Son sabah kahvaltı ederlerken, “Sonuçları ben de bilmiyorum. Bana böyle bakmayı kes artık!” dedi Selçuk sonunda dayanamayıp, “Annenin sürecinden dolayı okula gitmediğimden sonuç zarfını almadım henüz. Bu gün törende alacağım!”
“Ya baba! Özür dilerim!” dedi Atlas başını onun omuzuna dayayarak, “O kadar merak ediyorum ki, seni üzmek istememiştim!”
“Ben de merak ediyorum” dedi Selçuk gülümseyerek. Karısı öldükten sonra neredeyse ilk kez gülümsüyordu. Sonra baba oğul hazırlanıp okula gittiler tören için
Seden her an düşüp bayılacak gibi hissediyordu. Henüz okullu olmasalar da sınava giren adaylar da okulun kapanış törenine katılıyorlar, kazananların okula kabul törenleri yapılıyrodu aynı gün ve dönem başlayınca onlar da öğrenci oluyorlardı. Kazanamayanlar zaten tören sona ermeden okulu terkediyorlardı.

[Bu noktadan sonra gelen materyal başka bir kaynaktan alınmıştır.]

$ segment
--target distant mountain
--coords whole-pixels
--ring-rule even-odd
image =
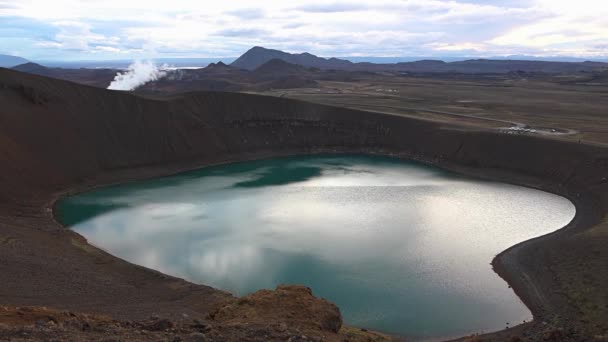
[[[230,69],[229,65],[226,65],[226,63],[219,61],[217,63],[209,63],[209,65],[206,66],[207,69]]]
[[[397,67],[402,67],[408,70],[441,70],[446,67],[448,63],[444,61],[434,59],[423,59],[420,61],[413,62],[400,62],[397,63]]]
[[[178,69],[167,72],[167,76],[163,78],[163,81],[185,81],[199,82],[201,80],[232,80],[245,79],[249,77],[249,71],[234,68],[223,62],[211,63],[205,68],[201,69]],[[162,83],[159,81],[159,83]],[[215,83],[209,83],[215,86]],[[232,88],[230,88],[232,89]]]
[[[27,63],[28,60],[21,57],[9,56],[9,55],[0,55],[0,67],[2,68],[12,68],[15,65]]]
[[[471,59],[471,58],[465,58]],[[581,58],[581,57],[564,57],[564,56],[528,56],[528,55],[509,55],[509,56],[497,56],[488,57],[487,59],[509,59],[509,60],[524,60],[524,61],[544,61],[544,62],[608,62],[607,57],[592,57],[592,58]]]
[[[343,59],[321,58],[312,55],[308,52],[291,54],[279,50],[272,50],[260,46],[255,46],[249,51],[245,52],[236,61],[232,62],[231,66],[241,69],[255,70],[262,64],[272,59],[280,59],[288,63],[319,69],[344,69],[352,64],[352,62]]]
[[[549,74],[590,72],[608,68],[608,64],[601,62],[546,62],[526,60],[490,60],[475,59],[461,62],[446,63],[444,69],[462,73],[494,73],[502,74],[514,71],[542,72]]]
[[[319,84],[312,79],[314,71],[319,69],[308,69],[275,58],[251,72],[251,79],[258,84],[258,90],[316,88]]]
[[[580,58],[580,57],[563,57],[563,56],[528,56],[528,55],[510,55],[510,56],[400,56],[400,57],[375,57],[375,56],[348,56],[338,58],[351,61],[353,63],[375,63],[375,64],[394,64],[403,62],[415,62],[420,60],[440,60],[444,62],[460,62],[473,59],[494,59],[494,60],[523,60],[523,61],[544,61],[544,62],[608,62],[608,57]]]
[[[607,63],[471,59],[449,63],[438,60],[401,62],[397,64],[355,63],[349,70],[404,73],[507,74],[510,72],[525,72],[560,74],[592,72],[603,69],[608,69]]]
[[[211,63],[207,65],[207,67],[198,70],[192,70],[191,73],[199,74],[203,73],[206,75],[215,75],[215,76],[229,76],[229,75],[240,75],[244,71],[239,68],[231,67],[230,65],[226,65],[224,62]]]
[[[338,58],[321,58],[310,53],[291,54],[256,46],[231,66],[255,70],[271,60],[314,67],[322,70],[345,70],[360,72],[408,72],[408,73],[462,73],[462,74],[506,74],[510,72],[527,73],[573,73],[608,70],[608,63],[602,62],[561,62],[521,59],[470,59],[464,61],[444,62],[441,60],[421,60],[399,63],[353,63]],[[273,62],[278,63],[278,62]],[[277,67],[277,66],[275,66]]]
[[[117,70],[114,69],[48,68],[46,66],[32,62],[20,64],[12,67],[11,69],[101,88],[106,88],[114,79],[117,73]]]
[[[298,64],[285,62],[282,59],[271,59],[254,70],[254,74],[262,77],[282,77],[291,75],[306,75],[309,70]]]
[[[264,91],[268,89],[316,88],[314,70],[272,59],[253,71],[211,63],[203,69],[182,69],[140,87],[140,93],[177,93],[189,91]]]
[[[48,76],[48,74],[51,73],[51,69],[32,62],[19,64],[17,66],[12,67],[11,69],[42,76]]]
[[[374,56],[338,56],[337,58],[351,61],[353,63],[374,63],[374,64],[396,64],[404,62],[416,62],[421,60],[439,60],[443,62],[466,61],[475,57],[451,57],[451,56],[402,56],[402,57],[374,57]]]

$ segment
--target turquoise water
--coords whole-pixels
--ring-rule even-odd
[[[238,295],[305,284],[347,324],[414,339],[531,319],[490,262],[574,213],[549,193],[365,156],[210,167],[57,206],[64,224],[133,263]]]

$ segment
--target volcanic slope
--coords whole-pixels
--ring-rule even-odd
[[[248,94],[154,100],[7,69],[0,69],[0,102],[0,273],[11,275],[0,283],[0,304],[129,320],[197,317],[245,332],[249,323],[268,322],[265,329],[274,331],[280,319],[268,314],[272,302],[251,320],[235,321],[230,315],[239,317],[240,309],[229,294],[108,255],[54,221],[52,205],[74,191],[222,162],[359,152],[569,197],[577,216],[566,229],[509,249],[494,266],[534,313],[535,322],[518,330],[522,336],[548,328],[574,340],[608,333],[603,147]],[[306,314],[292,317],[288,329],[317,326],[316,336],[336,337],[336,324],[311,322],[335,319],[331,306],[320,306],[328,315],[311,314],[306,298],[293,310]],[[221,308],[230,315],[214,320]]]

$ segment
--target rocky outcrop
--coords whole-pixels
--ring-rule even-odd
[[[59,311],[45,307],[7,307],[0,306],[0,340],[2,341],[340,341],[343,340],[338,330],[319,329],[312,322],[324,323],[319,316],[307,316],[307,320],[299,321],[299,325],[277,319],[271,311],[263,314],[263,310],[271,310],[283,302],[297,301],[294,310],[306,309],[306,305],[315,308],[309,314],[326,317],[331,324],[341,324],[340,313],[328,302],[315,299],[308,293],[309,298],[302,298],[304,292],[295,287],[283,290],[267,291],[265,297],[277,298],[265,302],[256,302],[252,306],[255,312],[247,311],[253,318],[243,318],[239,310],[224,314],[235,314],[230,322],[200,321],[198,319],[172,321],[166,318],[149,317],[138,321],[115,320],[108,316],[83,314],[71,311]],[[249,296],[250,297],[255,297]],[[253,299],[252,299],[253,300]],[[277,302],[276,300],[279,300]],[[304,302],[299,302],[299,301]],[[310,303],[309,301],[316,301]],[[255,305],[264,306],[263,310]],[[326,310],[334,313],[327,317]],[[283,312],[285,313],[285,312]],[[256,316],[260,314],[256,320]],[[325,316],[324,316],[325,315]],[[296,318],[299,315],[291,315]],[[302,316],[304,317],[304,316]],[[263,319],[268,319],[264,321]],[[328,323],[329,324],[329,323]],[[344,334],[349,341],[384,341],[382,335],[360,333],[358,335]]]
[[[276,310],[276,309],[279,310]],[[345,327],[338,308],[303,286],[280,286],[226,303],[215,319],[109,316],[46,307],[0,306],[2,341],[350,341],[390,336]]]
[[[211,313],[224,325],[283,325],[299,331],[337,333],[342,327],[338,307],[312,295],[310,288],[280,285],[239,298]]]

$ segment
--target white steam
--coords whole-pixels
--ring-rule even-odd
[[[129,65],[126,72],[118,73],[114,77],[114,81],[110,83],[108,89],[113,90],[133,90],[150,81],[156,81],[163,78],[167,73],[159,69],[156,64],[151,61],[135,61]]]

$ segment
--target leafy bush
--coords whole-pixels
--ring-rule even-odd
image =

Selçuk her zaman yaptığı gibi törenin açılış konuşmasını yaptı. Sonra mezunlardan bir kaç öğrenci konuşmalarını yaptılar ve mezunların belgeleri verilerek okul birincisi ilan edilen öğrenci bir konuşma yaptı. Tüm bunlar hiç bitmeyecek gibi geliyordu Seden’e artık. Baykurt onun yanındaydı destek olmak için, Atlas babasının yanında, Sude’de de onun yanındaydı. Seden ile olduğu için de ağabeyine kızgındı ayrıca.
Sıra nihayet sınav sonuçlarının açıklanmasına geldi. Gelenek olarak ilk önce kazanamayanların isimleri okunuyor sonra her isim alkışlanıyordu. Bu onların sınava çalışırken gösterdikleri gayrete karşılık bir saygı ifadesiydi. Çoğu alkışlar sona ermeden kalkıp salonu terkediyor, bir kısmı kendisi de alkışlayıp sonra ayrılıyordu.
Selçuk her isimden sonra alkışlar durana kadar bekleyip diğer adı okuyordu. Son kazanamayanı da okuduktan sonra Seden neredeyse çığlık atacaktı çünkü bundan sonra okunacak her isim kazandı demekti bu
Atlas’da yerinde duramıyordu, babası platformda sonuçları açıklarken hemen koşa koşa Seden’in yanına geldi. Tabi Sude’de arkasından. O sırada Baykurt ve Seden’in el ele durmalarına aldırmayıp ablasını çekip aldı Baykurt’un elinden ve sımsıkı sarıldı.
“Biliyordum! Kazanacağını biliyordum!” dedi sevinçle.
Sude neredeys delirecekti o an. Baykurt ise onun elinden sevgilisini çekip sarılan Atlas’a bakıyordu şaşkın şaşkın. Dostluktu tamam da bu kadar mıdyı yani?
Tam o sırada Selçuk kızının adını okudu kağıttan, açıklanan son isim oydu. Aslında listedeki son isim değildi ama Selçuk kasıtlı olarak onu sona bırakmıştı. Seden bir yandan kardeşine sarılırken, bir yanan babasına mesaj atıp haber vermişti kazandığını ki adının anons edildiğini duydu. Tüm bu karmaşada açıklanan en son isim olduğunu da farketmemişti zaten. Sevinçle platforma doğru yürüdü sonuç belgesini almak için.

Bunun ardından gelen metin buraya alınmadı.